Your question seems to telegraph the expected answer: the teaching is focused on recitals and advancing through graded methods. That kind of teaching isn't concerned with understanding why things happen in music.
EDIT
I wasn't going to add this initially, but there seems to be a lot of interest (disagreement) on this topic of transposing.
Recently I started working on Bach's Two Part Invention in C Minor and I simply did not want to memorize it. I've done that before with other music, and eventually I forget the stuff.
I decided to take most of the expository material and break it up into two beat units which I then practiced by sequencing the stuff up and down by step. I also inverted the parts between the hands. I made myself a sort of shorthand score of what I was doing, like this...
...the double notes at the end of phrases are supposed to show the continuation by sequence up/down. Fingerings above/below are RH/LH depending on how the hands invert. I don't expect anyone else to read this, but I think the basic idea should be clear enough.
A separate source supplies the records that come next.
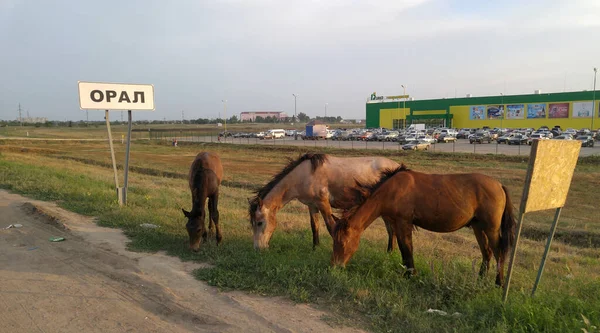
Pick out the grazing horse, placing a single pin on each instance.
(317, 180)
(439, 203)
(205, 177)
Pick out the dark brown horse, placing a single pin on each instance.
(319, 181)
(205, 177)
(439, 203)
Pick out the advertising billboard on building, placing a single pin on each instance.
(558, 110)
(515, 111)
(536, 111)
(495, 111)
(582, 109)
(477, 112)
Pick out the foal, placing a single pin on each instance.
(205, 177)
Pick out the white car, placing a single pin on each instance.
(426, 138)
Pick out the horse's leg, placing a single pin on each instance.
(213, 202)
(326, 212)
(493, 236)
(391, 235)
(404, 236)
(314, 224)
(211, 222)
(486, 252)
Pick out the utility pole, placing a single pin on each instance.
(20, 115)
(594, 99)
(404, 107)
(501, 111)
(295, 96)
(225, 113)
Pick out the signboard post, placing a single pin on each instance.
(549, 175)
(117, 96)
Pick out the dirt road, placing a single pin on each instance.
(91, 283)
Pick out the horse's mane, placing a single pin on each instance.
(363, 191)
(316, 160)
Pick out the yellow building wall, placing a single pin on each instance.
(461, 119)
(386, 116)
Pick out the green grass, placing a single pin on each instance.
(370, 292)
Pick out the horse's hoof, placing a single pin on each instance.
(409, 273)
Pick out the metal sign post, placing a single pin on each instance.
(117, 96)
(549, 175)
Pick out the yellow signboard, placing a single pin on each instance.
(549, 174)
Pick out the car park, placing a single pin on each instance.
(504, 138)
(586, 140)
(480, 137)
(426, 138)
(518, 139)
(445, 138)
(416, 145)
(536, 137)
(564, 137)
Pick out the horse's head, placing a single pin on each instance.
(195, 228)
(263, 223)
(345, 242)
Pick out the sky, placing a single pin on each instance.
(257, 53)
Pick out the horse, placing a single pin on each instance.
(205, 177)
(317, 180)
(435, 202)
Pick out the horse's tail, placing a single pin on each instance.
(507, 226)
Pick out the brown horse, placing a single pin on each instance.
(439, 203)
(317, 180)
(205, 177)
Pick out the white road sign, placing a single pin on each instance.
(115, 96)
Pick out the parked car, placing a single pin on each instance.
(505, 138)
(426, 138)
(518, 139)
(564, 137)
(416, 145)
(444, 137)
(536, 136)
(586, 140)
(391, 136)
(481, 137)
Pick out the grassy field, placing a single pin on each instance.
(98, 131)
(370, 292)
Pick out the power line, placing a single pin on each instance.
(20, 115)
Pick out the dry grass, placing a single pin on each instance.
(575, 256)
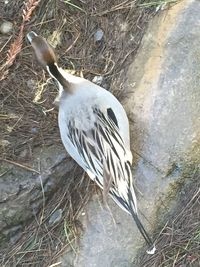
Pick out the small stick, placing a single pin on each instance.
(20, 165)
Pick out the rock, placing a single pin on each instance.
(20, 189)
(163, 100)
(98, 36)
(6, 27)
(98, 80)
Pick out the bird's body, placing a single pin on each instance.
(79, 124)
(94, 129)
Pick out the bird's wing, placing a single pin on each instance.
(105, 156)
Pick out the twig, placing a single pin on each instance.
(20, 165)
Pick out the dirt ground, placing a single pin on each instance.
(94, 39)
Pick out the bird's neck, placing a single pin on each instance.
(54, 71)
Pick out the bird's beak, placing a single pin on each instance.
(30, 36)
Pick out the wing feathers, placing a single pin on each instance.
(102, 150)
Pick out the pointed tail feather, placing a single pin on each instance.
(140, 226)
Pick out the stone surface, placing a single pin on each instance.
(164, 104)
(21, 193)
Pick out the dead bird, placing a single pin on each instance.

Now I've moved on to playing each hands separately, but I play it in various keys. The music itself modulated up a fifth so you can just repeat the exposition and keep going around the circle of fifths. After working through a few keys and getting used to the changing "topographical" feel it seems I can play it in any key comfortably without practice.
I'm not done with the piece yet, and certainly this take more time than just memorizing it in C
, but I definitely feel like I'm learn much, much more this way. My hands move more freely and I better understand the actual tonal content of the music.
At the very least, you aren't the only person that thinks transposing is a useful study method.